During a break, Castro rushed over for a private conversation with CIA official Reynolds after an exchange in which the Cuban side had been adamantly skeptical about Reynolds’s denial that the CIA saboteurs had blown up a ship unloading weapons in Havana harbor in 1960. He shook hands and put his hands on Reynolds’s shoulders, saying, “I don’t want you to think we are trying to settle old scores.”

The five members of the 2506 Brigade delegation were also frequently engrossed in deep conversation with Cuban officials, although Castro himself seemed to make a point of keeping them at arm’s length. One brigade member, Roberto Carballo, who runs a hotel in Cancun, Mexico, has a long record of anti-Castro activities, including being named in newly declassified US documents as a suspect in terrorist activities in the 1970s.

The strongest disagreements at the meeting were among the members of the US delegation over the actions of President Kennedy and his Administration. Kennedy adviser Schlesinger presented a picture of Kennedy as trapped–inheriting an ill-conceived invasion plan from the previous Administration. There was the implication that CIA officials sold Kennedy a bill of goods: Schlesinger said Kennedy consistently refused to approve the direct use of US soldiers, but the CIA strategy seemed premised on the conviction that Kennedy would change his mind in the heat of battle and send in the Marines rather than allow the invasion to go down to ignominious defeat.

There was no disagreement on the US side that the invasion was ill conceived. Brigade member Alfredo Duran said the United States not only failed to invade but also abandoned the troops on the beach when it was clear that the invasion had failed. Duran said privately later that some of the brigade soldiers were so angry they fired their weapons at the US Navyships waiting offshore.

CIA official Halpern vigorously rebutted Schlesinger’s scenario. The Kennedys were not so innocent, he insisted. He described a time shortly after the failed invasion when Richard Bissell Jr. was called to a meeting with Robert and John Kennedy. “Get rid of Castro, the Castro regime,” Bissell said he was told. Halpern recounted, “I said what does ‘get rid of’ mean? And [Richard Bissell] said, ‘Use your imagination.'” The result, Operation Mongoose, proposed thirty-two different measures, including assassination, to get rid of the regime.

The National Security Archive, a sponsor of the conference, presented a declassified document that refuted the idea that the CIA led Kennedy to believe that all would not be lost if the invasion failed, because the anti-Castro forces could melt into the mountains and continue guerrilla warfare.
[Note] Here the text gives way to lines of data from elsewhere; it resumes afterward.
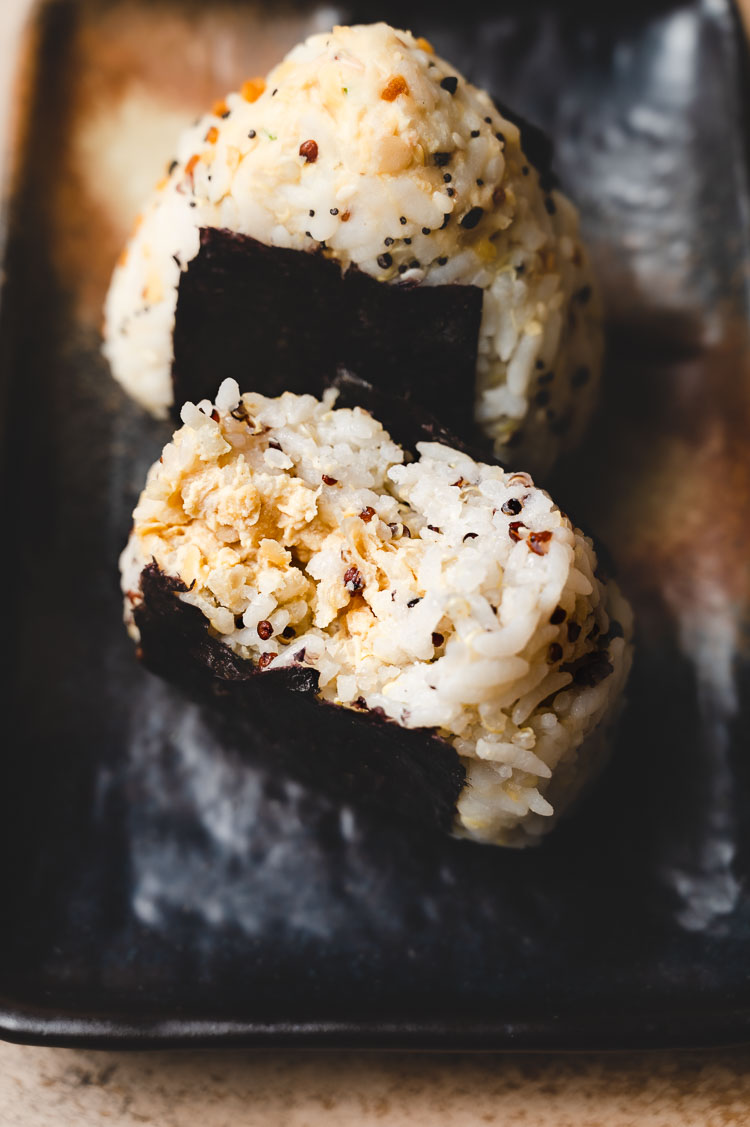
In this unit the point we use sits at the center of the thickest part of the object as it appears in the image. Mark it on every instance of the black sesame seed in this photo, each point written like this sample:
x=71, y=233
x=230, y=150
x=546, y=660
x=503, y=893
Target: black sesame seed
x=471, y=218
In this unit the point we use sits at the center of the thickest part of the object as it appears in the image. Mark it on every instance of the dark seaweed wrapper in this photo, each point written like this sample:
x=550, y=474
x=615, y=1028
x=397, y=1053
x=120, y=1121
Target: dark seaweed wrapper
x=283, y=320
x=354, y=754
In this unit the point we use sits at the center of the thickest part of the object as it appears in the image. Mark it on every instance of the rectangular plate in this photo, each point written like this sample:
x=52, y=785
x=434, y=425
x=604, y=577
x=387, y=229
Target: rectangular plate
x=162, y=885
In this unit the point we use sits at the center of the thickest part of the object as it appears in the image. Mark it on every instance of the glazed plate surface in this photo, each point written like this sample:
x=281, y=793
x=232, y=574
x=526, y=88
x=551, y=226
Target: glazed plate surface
x=164, y=881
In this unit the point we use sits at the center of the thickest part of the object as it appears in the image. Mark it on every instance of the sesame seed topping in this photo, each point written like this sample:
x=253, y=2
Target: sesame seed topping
x=309, y=150
x=471, y=218
x=353, y=579
x=539, y=542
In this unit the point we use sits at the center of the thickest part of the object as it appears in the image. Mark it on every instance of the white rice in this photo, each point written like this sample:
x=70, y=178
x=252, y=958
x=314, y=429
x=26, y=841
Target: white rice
x=446, y=592
x=386, y=177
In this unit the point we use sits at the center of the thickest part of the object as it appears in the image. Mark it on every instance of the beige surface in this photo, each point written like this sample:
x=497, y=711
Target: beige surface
x=54, y=1088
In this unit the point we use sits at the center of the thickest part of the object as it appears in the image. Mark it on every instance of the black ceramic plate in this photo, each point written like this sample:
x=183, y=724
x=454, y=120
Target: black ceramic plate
x=164, y=883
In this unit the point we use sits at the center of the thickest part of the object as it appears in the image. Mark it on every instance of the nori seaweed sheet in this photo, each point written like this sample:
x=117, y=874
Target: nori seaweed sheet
x=288, y=320
x=356, y=755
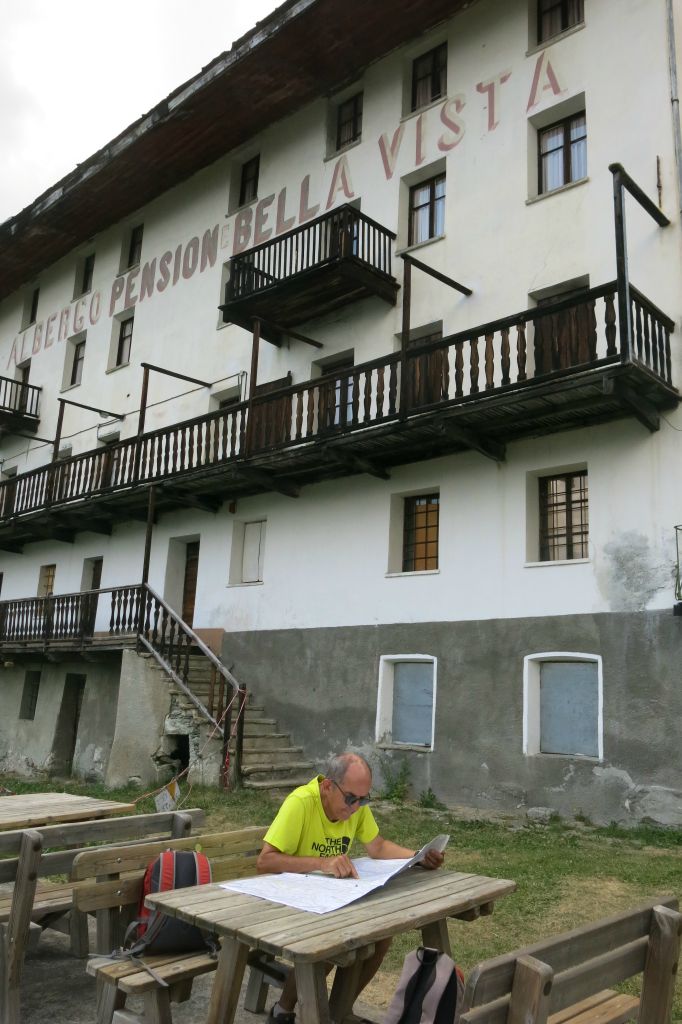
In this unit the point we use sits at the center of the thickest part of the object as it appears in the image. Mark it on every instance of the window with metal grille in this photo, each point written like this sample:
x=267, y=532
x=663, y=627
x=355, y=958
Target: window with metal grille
x=249, y=180
x=30, y=694
x=349, y=121
x=420, y=532
x=135, y=246
x=77, y=365
x=88, y=272
x=125, y=339
x=555, y=16
x=429, y=77
x=563, y=516
x=562, y=153
x=427, y=210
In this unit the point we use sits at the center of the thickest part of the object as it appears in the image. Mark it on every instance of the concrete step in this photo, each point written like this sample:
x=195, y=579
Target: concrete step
x=280, y=770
The document described a meeting in which a CIA official told Kennedy explicitly that in the event of a failure, the only alternative was to evacuate the invasion force.

Perhaps the most bitter exchange came from brigade member Luis Tornes, who said he became convinced that the United States intentionally sent the soldiers to their death in the hope that world opinion would blame Castro for mass murder. But Castro didn’t cooperate, and instead took the surviving invaders prisoner and gave them medical treatment. About 120 of the 1,400 troops were killed in battle. Cuba eventually released all the prisoners after long negotiations.

For Castro and his men, Playa Giron (as they prefer to call the battle) was an unalloyed David and Goliath victory. But in the United States the battle is still construed as just another episode in a dictator’s undemocratic survival. It is like much else in the tortured conflict between the United States and Cuba. History and common sense point to ending a standoff that has outlasted nine US Presidents and become an increasingly absurd post-cold war footnote. As they did at the meeting, Castro and his men couldn’t proclaim more clearly their desire for respect from, if not friendship with, the United States. But it won’t happen–not as long as the US Presidents who control the writing of that final chapter remain tangled in a trap of their own making, as was Kennedy when he launched the invasion forty years ago.